I know...I just thought I'd throw in a plug for the Epek Boys!


----------



## stablebuck (Nov 22, 2007)

I do have some arrows topped with XC3s...but since my Wac 'Em Tritons required no adjustment compared to my field tips then I'm gonna default to them up to 60 yards. Thus making the chance of mechanical failure zero. Passed 60 yards and up to 85 yards I will nock an XC3 and accept the miniscule risk of mechanical failure in light of the longer shot being directed at a larger animal (26"+ 4 point). Since I know that my XC3s fly closer to my field points at 85 yards than do my fixed blades. So I have both in my quiver.


----------



## Bowdacious (Sep 16, 2007)

stablebuck said:


> I do have some arrows topped with XC3s...but since my Wac 'Em Tritons required no adjustment compared to my field tips then I'm gonna default to them up to 60 yards. Thus making the chance of mechanical failure zero. Passed 60 yards and up to 85 yards I will nock an XC3 and accept the miniscule risk of mechanical failure in light of the longer shot being directed at a larger animal (26"+ 4 point). Since I know that my XC3s fly closer to my field points at 85 yards than do my fixed blades. So I have both in my quiver.

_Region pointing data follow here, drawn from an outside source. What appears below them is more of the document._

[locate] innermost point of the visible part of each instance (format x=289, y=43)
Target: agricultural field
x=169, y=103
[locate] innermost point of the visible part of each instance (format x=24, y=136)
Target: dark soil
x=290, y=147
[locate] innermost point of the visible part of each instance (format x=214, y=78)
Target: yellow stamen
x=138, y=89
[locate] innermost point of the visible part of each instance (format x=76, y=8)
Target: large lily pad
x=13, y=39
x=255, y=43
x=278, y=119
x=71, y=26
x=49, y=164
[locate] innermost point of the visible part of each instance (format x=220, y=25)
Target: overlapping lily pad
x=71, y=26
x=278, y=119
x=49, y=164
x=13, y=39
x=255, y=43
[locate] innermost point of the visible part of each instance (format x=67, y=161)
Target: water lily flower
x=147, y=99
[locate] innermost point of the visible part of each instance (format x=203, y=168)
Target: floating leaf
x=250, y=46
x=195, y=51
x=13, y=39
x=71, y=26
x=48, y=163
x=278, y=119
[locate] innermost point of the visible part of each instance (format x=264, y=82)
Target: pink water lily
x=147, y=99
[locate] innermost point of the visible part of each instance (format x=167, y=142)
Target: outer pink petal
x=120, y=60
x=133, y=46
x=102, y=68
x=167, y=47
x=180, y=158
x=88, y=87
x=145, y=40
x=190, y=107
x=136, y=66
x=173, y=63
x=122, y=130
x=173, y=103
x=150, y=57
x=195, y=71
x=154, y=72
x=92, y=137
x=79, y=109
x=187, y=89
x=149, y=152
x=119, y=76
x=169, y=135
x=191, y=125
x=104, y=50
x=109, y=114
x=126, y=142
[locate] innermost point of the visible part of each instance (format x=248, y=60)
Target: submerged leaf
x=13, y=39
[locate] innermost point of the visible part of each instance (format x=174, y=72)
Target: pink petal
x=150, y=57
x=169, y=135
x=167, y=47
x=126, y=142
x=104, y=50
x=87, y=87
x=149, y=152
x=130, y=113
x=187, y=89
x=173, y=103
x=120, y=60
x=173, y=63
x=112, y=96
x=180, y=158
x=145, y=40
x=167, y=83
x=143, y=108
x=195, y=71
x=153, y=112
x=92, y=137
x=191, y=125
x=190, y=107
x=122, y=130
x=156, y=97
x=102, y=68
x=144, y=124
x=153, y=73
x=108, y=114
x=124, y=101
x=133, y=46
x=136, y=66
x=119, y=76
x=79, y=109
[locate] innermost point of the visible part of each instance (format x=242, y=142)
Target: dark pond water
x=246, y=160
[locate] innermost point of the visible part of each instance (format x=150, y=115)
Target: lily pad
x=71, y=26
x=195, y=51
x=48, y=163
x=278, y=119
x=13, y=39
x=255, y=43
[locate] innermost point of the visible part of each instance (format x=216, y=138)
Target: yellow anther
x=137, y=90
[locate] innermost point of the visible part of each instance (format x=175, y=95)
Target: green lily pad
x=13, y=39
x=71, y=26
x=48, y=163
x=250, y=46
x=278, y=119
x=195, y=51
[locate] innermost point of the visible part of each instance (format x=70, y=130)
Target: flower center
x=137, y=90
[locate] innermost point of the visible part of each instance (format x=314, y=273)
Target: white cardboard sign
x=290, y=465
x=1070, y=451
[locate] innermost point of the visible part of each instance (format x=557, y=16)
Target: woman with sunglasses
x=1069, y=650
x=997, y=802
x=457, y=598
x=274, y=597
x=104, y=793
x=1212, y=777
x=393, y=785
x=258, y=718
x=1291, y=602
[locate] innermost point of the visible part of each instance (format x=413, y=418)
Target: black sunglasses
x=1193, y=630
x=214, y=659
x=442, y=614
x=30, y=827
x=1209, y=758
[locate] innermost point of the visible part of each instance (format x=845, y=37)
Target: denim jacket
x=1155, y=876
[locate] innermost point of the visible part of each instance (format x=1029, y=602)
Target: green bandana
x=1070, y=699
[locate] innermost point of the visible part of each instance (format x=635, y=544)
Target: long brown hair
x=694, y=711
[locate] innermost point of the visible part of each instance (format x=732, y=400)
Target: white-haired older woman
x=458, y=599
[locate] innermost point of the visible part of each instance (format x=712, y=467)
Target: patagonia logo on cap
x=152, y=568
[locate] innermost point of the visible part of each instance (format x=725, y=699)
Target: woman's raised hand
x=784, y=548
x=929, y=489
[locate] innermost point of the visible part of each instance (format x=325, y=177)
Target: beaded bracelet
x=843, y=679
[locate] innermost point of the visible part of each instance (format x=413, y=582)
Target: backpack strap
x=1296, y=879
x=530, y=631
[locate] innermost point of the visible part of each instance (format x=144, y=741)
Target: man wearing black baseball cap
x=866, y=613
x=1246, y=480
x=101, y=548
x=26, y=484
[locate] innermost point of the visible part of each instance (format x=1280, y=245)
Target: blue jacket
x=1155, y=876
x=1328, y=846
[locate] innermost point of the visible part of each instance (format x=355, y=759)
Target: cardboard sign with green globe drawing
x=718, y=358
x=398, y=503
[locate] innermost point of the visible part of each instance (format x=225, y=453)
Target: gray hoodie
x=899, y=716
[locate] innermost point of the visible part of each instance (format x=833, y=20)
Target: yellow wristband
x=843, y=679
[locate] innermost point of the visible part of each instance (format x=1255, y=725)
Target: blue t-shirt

Well played. :roll: :wink:


----------



## alpinebowman (Sep 24, 2007)

Well I guess I am the exception. I use the rocky mountain Titaniums and I get FP accuracy farther than I can shoot. Here is a group I shot at 107 yards on sunday. the high arrow is a FP I pushed a little and the other 3 are 2 BH and 1 FP


----------



## Renegade (Sep 11, 2007)

While you are correct, you can also tune any bow to accurately shoot any combination of arrow/broadhead weight.


----------



## tuffluckdriller (May 27, 2009)

Some bows, however, are far more easily tuned than others. Some are darn near impossible...


----------